In technique scheme, cellulose described in step (1) is microcrystalline cellulose, general fibre element powder and be rich in cellulosic plant powder etc.
In technique scheme, step (1) described ionic liquid is can the ionic liquid of dissolving cellulos, comprises the dialkylimidazolium class of various routine or functionalization, N-alkyl pyridine class, quaternary amines chloro salt, carboxylic acids and alkyl phosphate salt.
In technique scheme, step (2) described emulsion (
) be O/W type.
In technique scheme, step (3) described emulsion (
) be O/W/O type.
The present invention compared with prior art, has the following advantages:
(1) solvent used in the present invention is ionic liquid, and be a class green solvent, good to cellulosic solubility property, heat endurance is high, is easy to operation and reclaims, environmentally safe;
(2) product macroporous cellulose microballoon of the present invention has perfusion macropore and diffusion micropore two kinds of pore passage structures, can effectively improve mass transfer rate and keep higher column capacity;
(3) improve active porosity diffusion coefficient, mass tranfer coefficient and adsorption capacity, higher dynamic bind carrying capacity had to protein and other, column efficiency and mechanical strength high, be suitable as very much the Stationary liquid of fast liquid chromatography;
The preparation condition of macroporous cellulose microballoon of the present invention is gentle, and raw material is easy to get, easy and simple to handle, is easy to large-scale industrial and produces.

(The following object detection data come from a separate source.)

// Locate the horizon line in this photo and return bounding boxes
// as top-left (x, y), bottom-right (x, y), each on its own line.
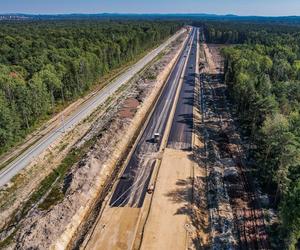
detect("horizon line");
top-left (0, 12), bottom-right (300, 18)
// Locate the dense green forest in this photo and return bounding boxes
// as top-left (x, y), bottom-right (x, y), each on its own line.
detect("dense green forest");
top-left (205, 23), bottom-right (300, 249)
top-left (0, 21), bottom-right (181, 153)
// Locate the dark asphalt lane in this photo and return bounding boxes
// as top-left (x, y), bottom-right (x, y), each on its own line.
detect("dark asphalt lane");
top-left (168, 28), bottom-right (198, 150)
top-left (110, 28), bottom-right (194, 207)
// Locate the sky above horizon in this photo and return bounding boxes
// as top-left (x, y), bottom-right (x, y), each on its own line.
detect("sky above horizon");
top-left (0, 0), bottom-right (300, 16)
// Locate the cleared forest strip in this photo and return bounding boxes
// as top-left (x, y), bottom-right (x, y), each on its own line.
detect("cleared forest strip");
top-left (0, 30), bottom-right (188, 249)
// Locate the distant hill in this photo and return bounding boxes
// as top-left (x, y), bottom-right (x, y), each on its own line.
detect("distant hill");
top-left (0, 13), bottom-right (300, 25)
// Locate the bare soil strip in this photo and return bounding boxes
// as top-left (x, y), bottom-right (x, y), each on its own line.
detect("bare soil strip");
top-left (1, 30), bottom-right (188, 249)
top-left (202, 44), bottom-right (270, 249)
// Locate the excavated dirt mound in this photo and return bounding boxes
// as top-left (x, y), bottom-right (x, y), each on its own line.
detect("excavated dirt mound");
top-left (11, 32), bottom-right (185, 249)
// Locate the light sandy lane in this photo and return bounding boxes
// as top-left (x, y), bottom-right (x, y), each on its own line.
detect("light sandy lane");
top-left (0, 30), bottom-right (184, 186)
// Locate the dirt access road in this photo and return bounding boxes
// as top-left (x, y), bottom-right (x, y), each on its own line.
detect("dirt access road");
top-left (0, 30), bottom-right (183, 186)
top-left (85, 29), bottom-right (197, 249)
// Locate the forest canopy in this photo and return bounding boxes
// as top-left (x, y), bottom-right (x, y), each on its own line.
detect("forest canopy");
top-left (0, 20), bottom-right (182, 153)
top-left (200, 22), bottom-right (300, 249)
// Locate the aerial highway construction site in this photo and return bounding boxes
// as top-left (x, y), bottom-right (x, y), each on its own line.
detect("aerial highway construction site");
top-left (0, 26), bottom-right (270, 250)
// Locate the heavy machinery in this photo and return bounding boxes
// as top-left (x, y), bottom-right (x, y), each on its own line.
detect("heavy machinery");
top-left (153, 133), bottom-right (160, 143)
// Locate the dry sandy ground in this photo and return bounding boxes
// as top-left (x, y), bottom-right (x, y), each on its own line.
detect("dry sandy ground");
top-left (5, 32), bottom-right (189, 249)
top-left (85, 33), bottom-right (189, 249)
top-left (86, 207), bottom-right (141, 250)
top-left (141, 149), bottom-right (193, 250)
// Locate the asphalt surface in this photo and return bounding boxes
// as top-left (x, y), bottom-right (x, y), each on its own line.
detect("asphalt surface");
top-left (0, 31), bottom-right (183, 186)
top-left (110, 27), bottom-right (195, 207)
top-left (167, 27), bottom-right (198, 150)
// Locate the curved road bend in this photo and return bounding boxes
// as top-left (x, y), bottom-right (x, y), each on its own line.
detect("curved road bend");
top-left (0, 30), bottom-right (184, 187)
top-left (110, 29), bottom-right (195, 207)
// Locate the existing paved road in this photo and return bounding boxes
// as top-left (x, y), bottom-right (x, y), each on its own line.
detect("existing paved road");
top-left (110, 29), bottom-right (196, 207)
top-left (0, 30), bottom-right (183, 186)
top-left (168, 27), bottom-right (198, 150)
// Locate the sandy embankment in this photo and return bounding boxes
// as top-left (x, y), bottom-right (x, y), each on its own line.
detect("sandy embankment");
top-left (14, 30), bottom-right (188, 249)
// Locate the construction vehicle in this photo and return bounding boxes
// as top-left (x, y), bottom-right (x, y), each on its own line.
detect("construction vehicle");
top-left (147, 184), bottom-right (154, 194)
top-left (153, 133), bottom-right (160, 143)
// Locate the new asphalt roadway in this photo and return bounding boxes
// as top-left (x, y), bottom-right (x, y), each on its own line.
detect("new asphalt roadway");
top-left (0, 30), bottom-right (183, 186)
top-left (110, 28), bottom-right (197, 207)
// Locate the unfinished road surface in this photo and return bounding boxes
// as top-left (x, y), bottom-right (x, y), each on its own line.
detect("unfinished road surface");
top-left (110, 29), bottom-right (196, 207)
top-left (0, 30), bottom-right (183, 186)
top-left (168, 28), bottom-right (197, 150)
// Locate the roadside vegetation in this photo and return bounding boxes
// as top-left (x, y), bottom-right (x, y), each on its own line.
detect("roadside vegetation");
top-left (0, 21), bottom-right (181, 154)
top-left (205, 22), bottom-right (300, 249)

Accompanying drawing explanation
Accompanying drawing 1 is the stereoscan photograph of the invention process example 1 product;
Accompanying drawing 2 is graph of pore diameter distribution of the invention process example 1 product;
Accompanying drawing 3 is that the invention process example 1 product is as the graph of a relation of post pressure during chromatography column packings with flow velocity;
Accompanying drawing 4 is that the invention process example 1 product is to the adsorption isothermal curve of BSA;
Accompanying drawing 5 is that the invention process example 1 product is to the curve of adsorption kinetics of BSA;
Accompanying drawing 6 is breakthrough curves of the invention process example 1 product BSA adsorption;
Dynamically/balance carrying capacity that accompanying drawing 7 is the invention process example 1 products when being chromatography column packings is than the relation with flow velocity.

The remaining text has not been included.